Decía Lorca —lo cantaba Camarón— que el sueño va sobre el tiempo flotando como un velero. Y en el fútbol, el pelotero busca la premonición de la noche anterior esquivando piernas entre césped y cal. Solo unos pocos pueden ejecutar lo que sueñan, como si en un pacto con Morfeo el jugón decidiese llevar a cabo lo imaginado aun sabiendo que no será perfecto. Y ahí radica la diferencia entre el futbolista y el que sabe jugar al fútbol. La búsqueda de la perfección en vez de la inspiración. Por eso no existe un cuadernillo rubio del caño o del regate. Porque un papel en blanco, un lienzo o un balón en conducción hacen que el artista, el jugador en este caso, se exprese con la mayor incorrupción posible. Libre.
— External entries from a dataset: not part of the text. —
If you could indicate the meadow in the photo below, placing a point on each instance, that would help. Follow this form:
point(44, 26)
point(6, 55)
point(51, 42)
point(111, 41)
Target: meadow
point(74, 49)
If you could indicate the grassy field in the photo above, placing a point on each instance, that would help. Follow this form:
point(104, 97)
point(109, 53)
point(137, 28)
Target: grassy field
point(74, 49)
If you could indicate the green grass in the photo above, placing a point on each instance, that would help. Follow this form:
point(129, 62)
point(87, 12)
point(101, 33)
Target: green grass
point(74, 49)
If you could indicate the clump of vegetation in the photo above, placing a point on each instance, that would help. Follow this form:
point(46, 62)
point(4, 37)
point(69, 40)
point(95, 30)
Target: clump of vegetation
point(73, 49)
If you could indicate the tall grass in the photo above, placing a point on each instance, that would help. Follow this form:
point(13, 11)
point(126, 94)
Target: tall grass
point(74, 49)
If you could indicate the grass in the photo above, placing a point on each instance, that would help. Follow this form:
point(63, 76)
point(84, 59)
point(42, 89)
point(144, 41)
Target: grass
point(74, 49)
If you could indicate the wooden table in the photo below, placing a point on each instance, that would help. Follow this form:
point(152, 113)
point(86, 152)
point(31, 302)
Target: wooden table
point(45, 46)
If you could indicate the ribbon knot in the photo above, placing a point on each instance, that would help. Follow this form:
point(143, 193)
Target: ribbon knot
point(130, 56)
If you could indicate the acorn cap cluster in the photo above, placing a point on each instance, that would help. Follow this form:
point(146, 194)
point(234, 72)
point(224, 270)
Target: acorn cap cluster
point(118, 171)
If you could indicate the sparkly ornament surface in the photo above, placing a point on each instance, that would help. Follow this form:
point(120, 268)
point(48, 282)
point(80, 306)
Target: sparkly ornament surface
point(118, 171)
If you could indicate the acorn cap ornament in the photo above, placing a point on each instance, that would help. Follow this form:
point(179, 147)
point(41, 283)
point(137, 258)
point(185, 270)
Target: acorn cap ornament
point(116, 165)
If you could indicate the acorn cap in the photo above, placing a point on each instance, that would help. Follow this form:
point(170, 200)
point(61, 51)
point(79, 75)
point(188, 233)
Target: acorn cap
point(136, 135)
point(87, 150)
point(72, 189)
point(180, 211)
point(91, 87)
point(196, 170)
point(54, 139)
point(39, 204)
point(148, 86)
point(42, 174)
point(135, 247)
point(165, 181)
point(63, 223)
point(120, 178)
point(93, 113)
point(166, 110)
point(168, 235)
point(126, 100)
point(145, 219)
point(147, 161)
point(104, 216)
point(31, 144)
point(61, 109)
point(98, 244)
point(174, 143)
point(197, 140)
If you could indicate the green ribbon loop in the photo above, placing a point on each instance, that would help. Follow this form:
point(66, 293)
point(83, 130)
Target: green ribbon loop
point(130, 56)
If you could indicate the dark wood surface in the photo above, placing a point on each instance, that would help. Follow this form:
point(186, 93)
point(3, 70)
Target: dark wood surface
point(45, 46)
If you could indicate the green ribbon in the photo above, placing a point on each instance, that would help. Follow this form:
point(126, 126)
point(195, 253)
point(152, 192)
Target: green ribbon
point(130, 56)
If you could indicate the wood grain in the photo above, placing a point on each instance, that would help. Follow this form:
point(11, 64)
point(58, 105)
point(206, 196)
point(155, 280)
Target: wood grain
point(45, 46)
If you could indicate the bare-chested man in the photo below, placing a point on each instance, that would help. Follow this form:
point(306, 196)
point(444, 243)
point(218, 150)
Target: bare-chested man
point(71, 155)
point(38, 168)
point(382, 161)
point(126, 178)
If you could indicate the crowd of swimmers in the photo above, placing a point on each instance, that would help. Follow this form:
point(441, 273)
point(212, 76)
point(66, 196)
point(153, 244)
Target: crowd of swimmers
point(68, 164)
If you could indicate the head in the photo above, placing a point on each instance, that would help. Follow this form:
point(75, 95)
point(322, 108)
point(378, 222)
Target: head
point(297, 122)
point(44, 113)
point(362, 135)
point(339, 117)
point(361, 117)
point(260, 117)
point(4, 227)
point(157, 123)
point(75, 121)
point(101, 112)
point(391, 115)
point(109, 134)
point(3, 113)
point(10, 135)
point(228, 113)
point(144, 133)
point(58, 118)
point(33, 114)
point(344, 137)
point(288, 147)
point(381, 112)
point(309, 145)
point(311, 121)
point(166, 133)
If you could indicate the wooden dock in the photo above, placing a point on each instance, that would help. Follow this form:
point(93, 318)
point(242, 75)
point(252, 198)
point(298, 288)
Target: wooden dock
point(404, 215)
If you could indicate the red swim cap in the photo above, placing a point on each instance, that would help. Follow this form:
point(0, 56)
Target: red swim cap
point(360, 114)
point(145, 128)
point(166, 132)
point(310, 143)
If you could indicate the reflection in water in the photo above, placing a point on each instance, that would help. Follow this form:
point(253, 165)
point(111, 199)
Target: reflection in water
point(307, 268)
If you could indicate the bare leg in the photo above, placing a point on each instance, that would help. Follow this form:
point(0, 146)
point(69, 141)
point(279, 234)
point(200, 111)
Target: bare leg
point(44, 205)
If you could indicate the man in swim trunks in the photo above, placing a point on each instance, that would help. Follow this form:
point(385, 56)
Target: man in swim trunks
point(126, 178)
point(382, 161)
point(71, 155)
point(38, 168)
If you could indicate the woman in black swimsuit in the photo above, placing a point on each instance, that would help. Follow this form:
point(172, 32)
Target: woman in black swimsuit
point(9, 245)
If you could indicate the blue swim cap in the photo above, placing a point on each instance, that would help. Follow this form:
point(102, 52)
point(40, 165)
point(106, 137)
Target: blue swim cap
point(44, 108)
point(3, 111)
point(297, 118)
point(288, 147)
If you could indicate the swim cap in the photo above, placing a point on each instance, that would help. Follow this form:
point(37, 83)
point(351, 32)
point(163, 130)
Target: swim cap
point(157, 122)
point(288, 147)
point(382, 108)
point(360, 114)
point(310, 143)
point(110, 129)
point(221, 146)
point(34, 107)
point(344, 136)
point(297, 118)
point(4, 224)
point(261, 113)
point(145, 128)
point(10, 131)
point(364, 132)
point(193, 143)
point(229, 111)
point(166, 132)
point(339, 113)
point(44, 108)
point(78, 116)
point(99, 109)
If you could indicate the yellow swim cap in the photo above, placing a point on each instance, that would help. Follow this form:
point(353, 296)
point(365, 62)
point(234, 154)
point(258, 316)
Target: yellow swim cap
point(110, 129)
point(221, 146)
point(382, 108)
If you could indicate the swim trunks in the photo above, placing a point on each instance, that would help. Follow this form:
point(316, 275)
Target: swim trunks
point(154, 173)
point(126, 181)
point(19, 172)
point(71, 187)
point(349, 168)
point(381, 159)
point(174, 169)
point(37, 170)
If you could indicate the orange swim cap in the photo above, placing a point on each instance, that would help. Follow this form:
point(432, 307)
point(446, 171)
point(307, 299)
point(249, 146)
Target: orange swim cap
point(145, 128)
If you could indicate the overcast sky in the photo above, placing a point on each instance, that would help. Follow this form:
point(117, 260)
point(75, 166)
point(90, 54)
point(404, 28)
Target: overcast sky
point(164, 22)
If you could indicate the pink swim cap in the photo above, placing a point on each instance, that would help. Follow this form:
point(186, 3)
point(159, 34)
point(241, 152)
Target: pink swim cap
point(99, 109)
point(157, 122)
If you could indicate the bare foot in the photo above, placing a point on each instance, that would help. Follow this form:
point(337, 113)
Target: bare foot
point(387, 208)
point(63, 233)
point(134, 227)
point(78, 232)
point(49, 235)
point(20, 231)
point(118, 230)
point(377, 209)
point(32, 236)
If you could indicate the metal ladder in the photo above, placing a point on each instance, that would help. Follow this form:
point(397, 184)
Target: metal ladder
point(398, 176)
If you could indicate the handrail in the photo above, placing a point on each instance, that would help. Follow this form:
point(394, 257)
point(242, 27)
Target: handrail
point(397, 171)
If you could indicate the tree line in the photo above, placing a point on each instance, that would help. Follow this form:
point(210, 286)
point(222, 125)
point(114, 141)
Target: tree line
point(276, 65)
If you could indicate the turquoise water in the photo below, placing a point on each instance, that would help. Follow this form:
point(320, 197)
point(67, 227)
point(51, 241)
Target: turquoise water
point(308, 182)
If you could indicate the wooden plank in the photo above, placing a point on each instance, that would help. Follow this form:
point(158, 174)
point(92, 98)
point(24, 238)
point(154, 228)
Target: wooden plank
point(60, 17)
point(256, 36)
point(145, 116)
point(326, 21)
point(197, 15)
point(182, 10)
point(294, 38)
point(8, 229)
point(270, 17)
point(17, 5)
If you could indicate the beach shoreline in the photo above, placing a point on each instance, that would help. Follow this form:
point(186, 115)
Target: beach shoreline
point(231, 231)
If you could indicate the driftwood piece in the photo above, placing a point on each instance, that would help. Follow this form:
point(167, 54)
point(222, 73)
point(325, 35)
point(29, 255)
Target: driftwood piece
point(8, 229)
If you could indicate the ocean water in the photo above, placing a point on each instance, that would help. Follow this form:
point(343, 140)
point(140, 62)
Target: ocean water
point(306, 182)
Entiendo que el futbolista por el que uno paga una entrada es ese que sueña con el control que va a realizar antes de ejecutarlo. El que juega con el aficionado al olvido y al perdón de la jugada anteriormente fallada. Porque si el futbolista se relame con cada balón que le llega es porque lo entiende como una oportunidad, y el público asumirá el fallo futuro en vez de reprochárselo. Y pasa en Cádiz que, cuando el 22 se ensimisma, mete el mentón en el pecho y se dedica a dejarse llevar allá por donde su intuición y sus piernas le lleven, el público, soberano, le reconoce la intención y el esfuerzo.
Cuando el Cádiz contrató a Ontiveros yo solo podía pensar en todos esos memes que nadaban por twitter o aquellas historias que se leían de cuando era jugador del Valladolid y se gastaba miles de euros cada noche que salía de farra. Pero más allá de parecer un peligro público —púbico también— para la prensa, había una parte de mí que se esperanzaba con el hecho de ver el resurgir de un meme andante.
Decía Milena Busquets que la gente que dice que no se quiere volver a enamorar es como la gente que dice que no quiere tener ningún perro después de la muerte del último. Normalmente mienten. Y juro que no quería volver a ilusionarme. No quería pasar otra vez por el luto que viven los equipos pequeños al ver cómo se marchan sus estrellas en busca de algo mejor. Pero Ontiveros se puso a tirar piedrecitas a la ventana de los cadistas a medianoche como si de un amor de juventud americano se tratase. Quiere que bailemos, que tomemos ponche con él. Y así es imposible decir que no.
El pasado domingo bastaron cuatro acciones, cuatro pinceladas de jugón con las que el bueno de Javi logró poner en pie a ese coso ubicado en la avenida que, para lo bueno y para lo malo, nunca olvida. Primero, un pase en una jugada ensayada que acaba en gol de Mario Climent para abrir el marcador. Después, un balón con un lazo y dedicatoria para De la Rosa, canterano discutido que estuvo en la rampa de salida este mercado, pero que celebra su primera titularidad con gol gracias a un regalo de Ontiveros. El tercer acto viene de la mano de un centro teledirigido a la cabeza de un inconmensurable Chris Ramos con el banquillo visitante como espectador de primera fila y, por último, la única de las acciones que las estadísticas no pueden dar como asistencia pero que cuenta casi como un gol. Un balón procedente de un saque de banda que Ontiveros baja al piso para así dejar clavado al primero de sus contrincantes, seguido de una conducción hasta el borde del área donde, plantado, espera a los dos defensores del Cartagena. Mueve el cuerpo hacia dentro para después salir hacia fuera, poder crearse un espacio y poner un balón en el punto de penalti que nadie remata de forma clara, pero que Alex acaba convirtiendo en el que fue el segundo tanto del conjunto amarillo.
Les juro que yo no quería ilusionarme. Prefería ser un gruñón como el abuelo de Up, pero Ontiveros, con su estilo Morantista, pasándose a todos los contrarios muy cerquita, hace que me reconcilie con el chaval que se ilusionaba en aquellos partidos de Segunda B. Señoras y señores: con todos ustedes Javier Ontiveros: del meme al mito.